Was Direktvermarktung ausmacht
Direktvermarktung ist vielfältig, jedes selbsterzeugte Produkt darf im Rahmen der Gesetze verkauft werden. Direktvermarktung ist aber auch zeitintensiv, nur durch gute Zusammenarbeit innerhalb der Familie und mit Partnern im bäuerlichen und gewerblichen Bereich ist der Betriebszweig lukrativ zu schaffen. Direktvermarktung ist flexibel, Änderungen des Angebotes und die Intensität der Verarbeitung sowie das Reagieren auf Kundenwünsche sind rasch und unkompliziert möglich. Betriebswirtschaftliche Kenntnisse und Kontaktfreudigkeit sind zentrale Eigenschaften, um Freude und Erfolg zu haben. Doch das A und O der Direktvermarktung ist: höchste Qualität der Produkte – das wollen Konsumenten und Direktvermarkter gleichermaßen.

Direktvermarktung heute
Heute ist die Direktvermarktung professioneller geworden. Direktvermarkter wurden zu Lebensmittelunternehmern, die eine Vielzahl an rechtlichen Vorgaben beachten müssen. Zudem konkurrieren sie mit dem Handel, der regionale Produkte als „Imageprodukte“ erkannt hat. Doch der Wunsch vieler Kunden nach einem direkten Kontakt zum Erzeuger ist ungebrochen und die Chancen in der Direktvermarktung sind somit weiterhin gesichert. Mit den heute zur Verfügung stehenden digitalen Möglichkeiten lässt sich darüber hinaus der Kundenkreis für die Direktvermarktung unabhängig vom jeweiligen Betriebsstandort erweitern.

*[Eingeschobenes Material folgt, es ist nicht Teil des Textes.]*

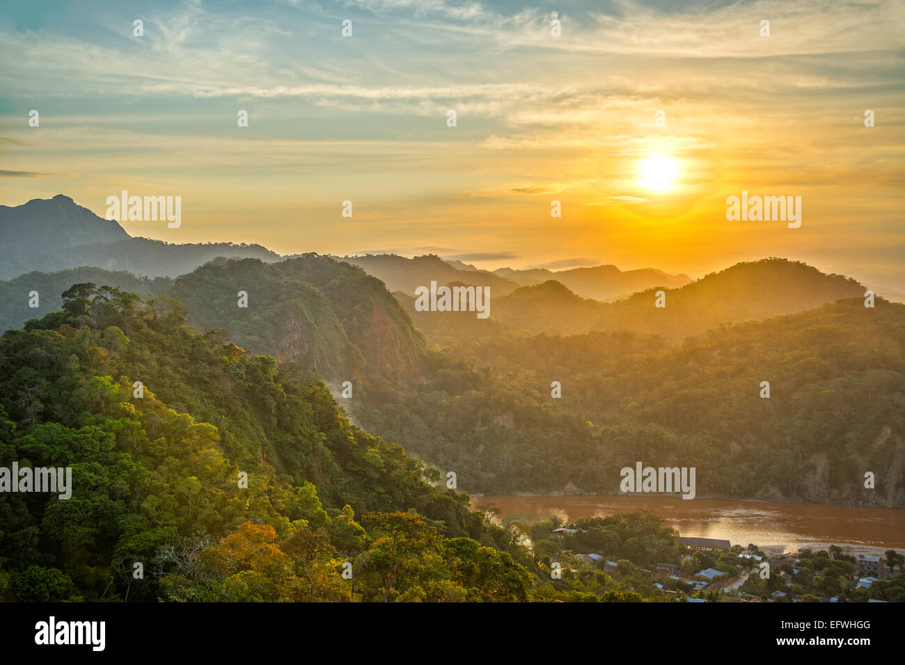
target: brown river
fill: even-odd
[[[475,508],[496,506],[500,518],[528,522],[557,515],[564,521],[605,517],[645,508],[681,536],[725,538],[732,545],[754,543],[773,554],[798,547],[826,549],[838,545],[847,554],[883,554],[905,549],[905,509],[842,508],[820,503],[768,503],[719,499],[594,496],[472,497]]]

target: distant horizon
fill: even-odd
[[[607,261],[605,260],[601,260],[600,262],[586,262],[586,263],[580,263],[580,264],[575,264],[575,265],[569,265],[569,266],[562,266],[562,267],[550,267],[549,265],[530,265],[530,264],[523,264],[523,263],[519,264],[517,259],[513,259],[512,261],[507,261],[505,259],[469,259],[469,258],[462,258],[462,255],[454,255],[454,254],[453,255],[448,255],[448,254],[444,255],[443,253],[440,253],[439,250],[441,248],[432,248],[432,247],[423,248],[423,251],[421,251],[421,250],[395,250],[395,251],[394,251],[394,250],[372,250],[372,251],[363,251],[363,252],[318,252],[316,250],[304,249],[304,250],[299,250],[299,251],[294,251],[294,252],[280,252],[280,251],[274,249],[273,247],[271,247],[271,246],[269,246],[267,244],[264,244],[263,242],[256,242],[256,241],[235,241],[235,240],[217,240],[217,241],[211,241],[211,240],[205,240],[205,241],[185,241],[185,242],[173,242],[173,241],[169,241],[169,240],[165,240],[164,238],[155,238],[155,237],[148,236],[148,235],[136,235],[136,234],[133,233],[133,232],[129,231],[129,229],[128,228],[128,226],[131,226],[133,228],[138,228],[138,227],[140,227],[142,225],[147,225],[149,223],[140,222],[140,223],[130,223],[129,222],[106,219],[104,217],[104,215],[102,214],[102,213],[99,213],[98,211],[93,210],[91,207],[90,207],[88,205],[84,205],[83,204],[81,204],[78,200],[76,200],[76,198],[74,196],[72,196],[71,195],[68,195],[68,194],[62,193],[62,192],[59,192],[59,193],[57,193],[55,195],[50,195],[50,196],[47,196],[47,197],[33,198],[33,199],[30,199],[29,201],[33,201],[33,200],[49,201],[49,200],[52,199],[55,196],[64,196],[66,198],[69,198],[76,205],[78,205],[80,207],[86,208],[87,210],[90,211],[91,213],[93,213],[95,215],[97,215],[100,219],[105,219],[106,221],[116,222],[132,238],[143,238],[145,240],[161,241],[161,242],[168,242],[170,244],[176,244],[176,245],[195,244],[195,243],[198,243],[198,242],[201,242],[201,243],[204,243],[204,242],[232,242],[233,244],[236,244],[236,245],[244,243],[246,245],[258,245],[258,246],[262,247],[263,249],[265,249],[265,250],[267,250],[269,252],[272,252],[273,253],[279,255],[281,258],[285,258],[285,257],[289,257],[289,256],[293,256],[293,255],[296,255],[296,254],[308,253],[310,252],[314,252],[315,253],[321,254],[323,256],[331,256],[331,257],[338,258],[338,259],[342,259],[342,258],[346,258],[346,257],[351,258],[351,257],[360,257],[360,256],[382,256],[382,255],[400,256],[400,257],[403,257],[403,258],[405,258],[405,259],[414,259],[414,258],[417,258],[419,256],[435,255],[435,256],[438,256],[440,259],[442,259],[442,260],[443,260],[445,261],[459,261],[459,262],[462,262],[462,263],[473,265],[478,270],[482,270],[482,271],[489,271],[489,272],[492,272],[493,271],[500,270],[500,269],[506,269],[506,268],[508,268],[508,269],[511,269],[511,270],[548,270],[551,272],[556,273],[556,272],[562,272],[562,271],[570,271],[570,270],[576,270],[576,269],[578,269],[578,268],[596,268],[596,267],[599,267],[599,266],[610,265],[610,266],[614,266],[614,268],[616,268],[617,270],[619,270],[620,272],[629,272],[629,271],[641,271],[641,270],[653,270],[653,271],[658,271],[660,272],[663,272],[663,273],[665,273],[665,274],[667,274],[669,276],[672,276],[672,277],[685,276],[685,277],[688,277],[691,281],[700,280],[700,279],[701,279],[701,278],[705,277],[706,275],[710,274],[712,272],[719,272],[719,271],[721,271],[723,270],[726,270],[727,268],[730,268],[730,267],[732,267],[734,265],[737,265],[738,263],[755,262],[755,261],[764,261],[766,259],[770,258],[770,256],[754,256],[754,257],[751,257],[751,258],[739,259],[739,260],[737,260],[737,261],[733,261],[731,262],[728,262],[725,265],[722,265],[720,267],[718,267],[718,268],[715,268],[715,269],[712,269],[712,270],[707,270],[707,271],[696,271],[696,270],[688,270],[688,269],[674,271],[674,270],[667,270],[667,269],[661,268],[661,267],[658,267],[658,266],[655,266],[655,265],[649,265],[649,264],[648,265],[641,265],[640,263],[637,264],[637,267],[634,267],[634,266],[633,266],[633,267],[624,267],[624,266],[618,265],[618,264],[614,263],[614,262]],[[24,204],[26,203],[29,203],[29,201],[24,201],[24,202],[23,202],[21,204],[0,204],[0,205],[5,205],[7,207],[16,207],[18,205],[23,205],[23,204]],[[820,271],[821,272],[823,272],[824,274],[841,274],[841,275],[844,275],[846,277],[851,277],[852,279],[855,280],[856,281],[863,284],[865,287],[868,287],[868,288],[872,287],[872,288],[876,288],[876,289],[882,289],[885,291],[887,291],[889,294],[891,294],[892,296],[895,296],[895,297],[901,297],[901,296],[905,295],[905,285],[903,285],[903,287],[901,287],[902,290],[899,290],[899,289],[897,289],[894,286],[890,286],[890,285],[881,284],[881,283],[873,283],[873,282],[871,282],[870,280],[866,280],[864,279],[859,278],[858,275],[851,274],[849,272],[845,272],[845,271],[839,271],[839,270],[832,270],[832,269],[827,268],[825,266],[823,266],[823,265],[821,265],[819,263],[812,262],[811,261],[806,261],[806,260],[802,259],[802,258],[792,257],[792,256],[776,256],[776,258],[786,259],[787,261],[798,261],[806,263],[807,265],[810,265],[810,266],[817,269],[818,271]],[[557,260],[554,260],[554,261],[550,261],[550,263],[557,263],[557,262],[559,262],[559,261]],[[491,264],[492,264],[493,267],[481,267],[481,265],[479,265],[479,264],[481,264],[481,263],[484,263],[484,264],[491,263]],[[880,294],[880,295],[882,295],[882,294]]]
[[[123,228],[281,254],[690,276],[788,256],[905,291],[895,0],[4,14],[9,201],[178,195],[180,228]],[[800,201],[799,225],[729,219],[743,193]]]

Unterstützung durch Beratung und Bildung
Die Landwirtschaftskammer Niederösterreich hat die niederösterreichischen Direktvermarkter von Beginn an begleitet, mit Kursen und Beratungen wurde die Professionalisierung vorangetrieben. Im November 1999 wurde in der Landwirtschaftskammer NÖ ein eigenes Referat Direktvermarktung eingerichtet, 2002 in jeder BBK ein Ansprechpartner Direktvermarktung nominiert. Fragen zum Einstieg, aber auch zur Professionalisierung werden bei unterschiedlichen Beratungsangeboten geklärt. Seit der Gründung des Landesverbandes für bäuerliche Direktvermarkter im Jahr 1997, vertreten gewählte Funktionäre ihre Berufskollegen. Mit den Qualitätsprogrammen Gutes vom Bauernhof, das 2002 bundesweit, und Top-Heuriger, das 2008 landesweit, aufgebaut wurde, wurde ein weiterer wichtiger Schritt zur Qualitätssicherung in der Direktvermarktung und bei den Buschenschankbetrieben gesetzt. Erfolgreiche Direktvermarkter brauchen eine gute Ausbildung und laufende Weiterbildung. So wurde 1997 das erste Mal der Zertifikatslehrgang „Bäuerliche Direktvermarktung“ in NÖ angeboten.